Mexico Guanajuato police
Police stand guard behind sandbags at the entrance to Santa Rosa de Lima, birthplace of a local cartel that goes by the same name, in Guanajuato state, Mexico, February 12, 2020.

“If you want war, you’ll get a war. We have already shown that we know where you are. We are coming for all of you,” read a professionally printed CJNG banner that was hung on a building in Guanajuato this month.

“For each member of [the CJNG] that you arrest, we are going to kill two of your Tacticals, wherever they are, at their homes, in their patrol vehicles,” the banner said.

AP said that officials in Guanajuato – where the CJNG is engaged in a turf war with the Santa Rosa de Lima Cartel and other local gangs supported by the Sinaloa Cartel – refused to comment on how many members of the Tactical Group have been killed.

State police did, however, publicly acknowledge the latest case in which an officer was kidnapped from his home last Thursday and killed. His body was dumped on a highway.

Without offering an exact figure, Guanajuato-based security analyst David Saucedo said there have been many cases of cartel violence against police.

“A lot of them [the elite police officers] have decided to desert. They took their families, abandoned their homes and they are fleeing and in hiding,” he told AP. “The CJNG is hunting the elite police force of Guanajuato. … This is an open war against the security forces of the state government.”

Cartel gunmen went to the home of a policewoman in January, where they kidnapped her and killed her husband. The female officer was subsequently tortured and shot dead.

Tactical Group officers are among the 262 police who have been killed in Guanajuato between 2018 and May 12. According to Poplab, more police have been killed in Guanajuato than in any other state since at least 2018.

The average since that year of about 75 killings of police per year in Guanajuato is higher than the annual average of officers killed in the entire United States, which has a population 50 times that of the Bajío region state.

Violence against police in Guanajuato, Mexico’s worst state for homicides in recent years, has become so bad that the state government published a special decree on May 17 in which it pledged to provide an unspecified amount of funding for mechanisms to protect police and prison officials.

Mexico Guanajuato police
A policeman drives past town hall in Apaseo El Alto, Guanajuato state, February 10, 2020.

“Unfortunately, organized crime groups have shown up at the homes of police officers, which poses a threat and a greater risk of loss of life, not just for them, but for members of their families,” said the decree issued by Gov. Diego Sinhue.

“They have been forced to quickly leave their homes and move so that organized crime groups cannot find them.”

AP said that state officials refused to describe the protection measures offered to police. They also declined to comment on whether officers would receive financial assistance to rent new homes or whether there were plans to build secure housing compounds for police and their families.

Federal security forces are deployed in Guanajuato but have failed to stem the violence or put any significant dent in criminal activity.

The federal government argues that its “hugs, not bullets” approach to security will result in a reduction in violence, but 2 1/2 years after it took office, homicide numbers remain extremely high, declining just 0.4% in 2020 from the record set in 2019 despite the coronavirus pandemic and the deployment of almost 100,000 National Guard troops.

Despite a campaign promise to withdraw the military from the nation’s streets, López Obrador has continued to use the armed forces for public security tasks but given them a clear directive to avoid direct confrontations with cartels wherever possible.

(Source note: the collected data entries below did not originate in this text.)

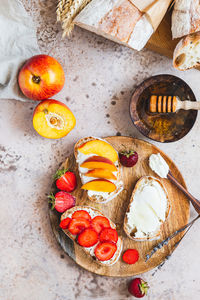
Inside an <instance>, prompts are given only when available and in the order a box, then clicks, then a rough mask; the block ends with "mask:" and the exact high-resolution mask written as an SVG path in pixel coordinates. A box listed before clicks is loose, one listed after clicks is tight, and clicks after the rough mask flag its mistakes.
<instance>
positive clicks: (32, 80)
mask: <svg viewBox="0 0 200 300" xmlns="http://www.w3.org/2000/svg"><path fill="white" fill-rule="evenodd" d="M32 81H33V82H34V83H36V84H39V83H40V81H41V78H40V76H36V75H33V77H32Z"/></svg>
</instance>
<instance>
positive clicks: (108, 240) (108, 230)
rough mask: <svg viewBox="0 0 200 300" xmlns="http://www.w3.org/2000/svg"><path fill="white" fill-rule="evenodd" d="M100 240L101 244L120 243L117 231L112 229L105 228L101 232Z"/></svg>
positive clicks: (115, 229)
mask: <svg viewBox="0 0 200 300" xmlns="http://www.w3.org/2000/svg"><path fill="white" fill-rule="evenodd" d="M99 240H100V241H101V242H113V243H117V241H118V234H117V230H116V229H112V228H104V229H102V231H101V232H100V235H99Z"/></svg>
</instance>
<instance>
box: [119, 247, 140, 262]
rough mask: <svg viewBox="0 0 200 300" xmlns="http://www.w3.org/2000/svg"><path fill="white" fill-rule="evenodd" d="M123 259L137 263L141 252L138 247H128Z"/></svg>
mask: <svg viewBox="0 0 200 300" xmlns="http://www.w3.org/2000/svg"><path fill="white" fill-rule="evenodd" d="M122 259H123V261H124V262H125V263H127V264H129V265H133V264H135V263H136V262H137V261H138V259H139V253H138V251H137V250H136V249H128V250H126V251H125V252H124V254H123V256H122Z"/></svg>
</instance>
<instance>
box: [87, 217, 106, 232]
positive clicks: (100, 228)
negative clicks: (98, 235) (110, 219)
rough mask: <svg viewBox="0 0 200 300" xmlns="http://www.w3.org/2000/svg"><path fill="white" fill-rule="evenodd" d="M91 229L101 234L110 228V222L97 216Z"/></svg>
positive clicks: (94, 220)
mask: <svg viewBox="0 0 200 300" xmlns="http://www.w3.org/2000/svg"><path fill="white" fill-rule="evenodd" d="M91 227H92V228H93V229H94V230H95V231H96V232H97V233H100V232H101V230H102V229H104V228H109V227H110V221H109V220H108V219H107V218H106V217H102V216H97V217H94V218H93V219H92V221H91Z"/></svg>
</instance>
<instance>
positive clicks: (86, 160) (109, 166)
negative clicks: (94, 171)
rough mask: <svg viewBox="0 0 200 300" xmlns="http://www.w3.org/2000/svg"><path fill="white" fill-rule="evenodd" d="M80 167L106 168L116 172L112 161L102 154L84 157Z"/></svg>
mask: <svg viewBox="0 0 200 300" xmlns="http://www.w3.org/2000/svg"><path fill="white" fill-rule="evenodd" d="M80 167H81V168H87V169H106V170H109V171H112V172H117V168H116V166H115V165H114V163H113V162H112V161H111V160H110V159H108V158H105V157H102V156H92V157H89V158H88V159H86V160H85V161H84V162H83V163H82V164H81V165H80Z"/></svg>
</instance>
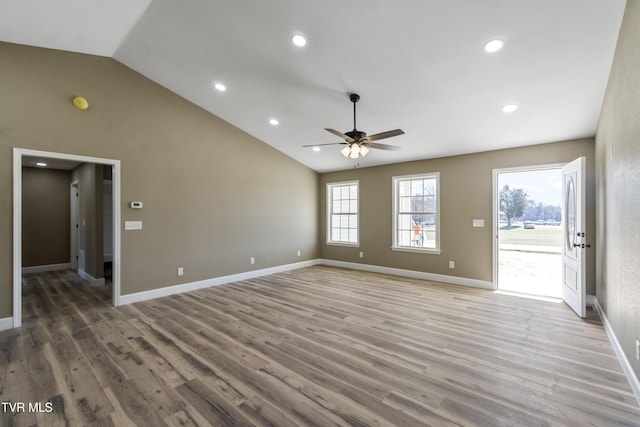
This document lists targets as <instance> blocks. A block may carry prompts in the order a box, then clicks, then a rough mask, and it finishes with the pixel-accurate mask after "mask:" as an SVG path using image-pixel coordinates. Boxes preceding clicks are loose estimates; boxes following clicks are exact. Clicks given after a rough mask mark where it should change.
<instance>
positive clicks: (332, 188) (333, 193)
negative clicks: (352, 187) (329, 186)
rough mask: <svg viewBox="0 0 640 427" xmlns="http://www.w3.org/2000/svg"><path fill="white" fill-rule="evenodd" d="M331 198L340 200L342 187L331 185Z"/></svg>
mask: <svg viewBox="0 0 640 427" xmlns="http://www.w3.org/2000/svg"><path fill="white" fill-rule="evenodd" d="M331 199H332V200H340V187H331Z"/></svg>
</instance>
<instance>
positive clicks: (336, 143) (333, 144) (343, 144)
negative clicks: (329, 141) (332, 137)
mask: <svg viewBox="0 0 640 427" xmlns="http://www.w3.org/2000/svg"><path fill="white" fill-rule="evenodd" d="M323 145H347V143H346V142H330V143H328V144H311V145H303V147H322V146H323Z"/></svg>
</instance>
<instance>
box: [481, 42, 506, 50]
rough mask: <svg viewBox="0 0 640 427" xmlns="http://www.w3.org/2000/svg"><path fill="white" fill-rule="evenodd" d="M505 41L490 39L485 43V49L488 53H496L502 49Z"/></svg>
mask: <svg viewBox="0 0 640 427" xmlns="http://www.w3.org/2000/svg"><path fill="white" fill-rule="evenodd" d="M503 46H504V42H503V41H502V40H498V39H496V40H490V41H488V42H487V43H485V45H484V51H485V52H488V53H494V52H497V51H499V50H500V49H502V47H503Z"/></svg>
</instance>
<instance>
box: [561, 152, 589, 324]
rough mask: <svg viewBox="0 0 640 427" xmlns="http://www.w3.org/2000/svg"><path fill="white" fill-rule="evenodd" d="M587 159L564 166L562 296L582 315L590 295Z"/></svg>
mask: <svg viewBox="0 0 640 427" xmlns="http://www.w3.org/2000/svg"><path fill="white" fill-rule="evenodd" d="M584 163H585V158H584V157H580V158H579V159H576V160H574V161H573V162H571V163H569V164H567V165H566V166H565V167H563V168H562V182H563V202H562V203H563V206H562V226H563V242H564V243H563V250H562V265H563V269H562V299H563V300H564V301H565V302H566V303H567V305H568V306H569V307H571V309H572V310H573V311H575V312H576V314H577V315H578V316H580V317H585V315H586V299H587V297H586V275H585V272H586V256H585V253H584V251H585V231H584V229H585V211H584V201H585V197H584V194H585V188H584Z"/></svg>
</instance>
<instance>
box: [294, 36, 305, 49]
mask: <svg viewBox="0 0 640 427" xmlns="http://www.w3.org/2000/svg"><path fill="white" fill-rule="evenodd" d="M291 41H292V42H293V44H294V45H296V46H298V47H303V46H304V45H306V44H307V39H305V38H304V36H303V35H302V34H294V35H293V37H291Z"/></svg>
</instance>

Former United States ambassador to Mexico Christopher Landau said last month that the president sees combating cartels as a distraction from his political agenda and has adopted a laissez-faire attitude toward them.

“He sees the cartels … as a distraction from focusing on his agenda. So he has basically adopted a pretty laissez-faire attitude towards them, which is troubling to our government, obviously. I think it’s a big problem for Mexico,” he said.